5 Things You Need to Know About Golf Conditioning Programs

1. Proper Warm-Up

Before beginning any golf conditioning program it is imperative to warm up properly to get the blood flowing and prevent possible injury. The warm-up should be about 15 to 20 minutes in duration. For the golf conditioning program it is best to use some warm-ups designed for the specific muscles used in golf. Examples of these types of exercise are medicine ball swing, lunges with hip rotation, and trunk twists.

2. Cardiovascular Fitness

A common misconception is that you do not have to be in good cardiovascular condition to play golf. Most people look at golf and say, "Well, all you do is walk around and hit a golf ball, why would you need iaerobic training in a golf conditioning program?" While there is not a need to run when a person plays golf, studies by Mr. Myers of the PGA National Resort & Spa show that "golfers with lower levels of body fat had greater mobility through the hips, allowing them to generate greater club head speed at the point of ball strike."

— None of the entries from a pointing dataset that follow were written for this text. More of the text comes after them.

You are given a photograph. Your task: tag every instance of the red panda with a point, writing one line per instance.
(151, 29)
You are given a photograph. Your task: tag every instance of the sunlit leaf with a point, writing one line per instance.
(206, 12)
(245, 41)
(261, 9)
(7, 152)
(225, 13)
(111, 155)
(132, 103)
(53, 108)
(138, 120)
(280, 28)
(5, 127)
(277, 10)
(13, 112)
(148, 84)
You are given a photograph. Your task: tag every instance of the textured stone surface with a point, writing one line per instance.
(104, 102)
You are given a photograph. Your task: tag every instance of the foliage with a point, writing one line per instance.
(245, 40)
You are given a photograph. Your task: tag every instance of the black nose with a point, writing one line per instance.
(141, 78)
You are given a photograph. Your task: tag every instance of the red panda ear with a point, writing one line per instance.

3. Your Swing Requires Flexibility

Incorporating flexibility into a golf training regimen not only increases overall health by facilitating blood flow, but it allows the golfer to strike the ball better and maintain swing consistency throughout a round of golf. In any conditioning program for golf, stretching and flexibility exercises are necessary. The torque and force of a golf shot dictate that the body be able to move fluidly and evenly through the entire golf swing.

4. Injury Prevention

When you formulate a conditioning program for golf it should not only prepare the body for the rigors of the sport, it should help prevent injuries. Some of the common areas susceptible to injury in golf are the back, knees, hips, ankles and hands. So when you are putting together or choosing a golf conditioning program select one that concentrates on these areas of the body.

5. Train in Moderation

Sometimes the mindset of golfers undertaking a conditioning program is that the more they train the better. If you do this, it will lead to overuse injuries and do more harm than good. You should take at least a day off in between conditioning days to let the body recuperate from the intense workout. In addition, a golfer should ramp up the training and not start a difficult training regimen if not iin proper physical condition. Start out slowly and then move on to more intense and difficult training once the body adjusts to the new conditioning program.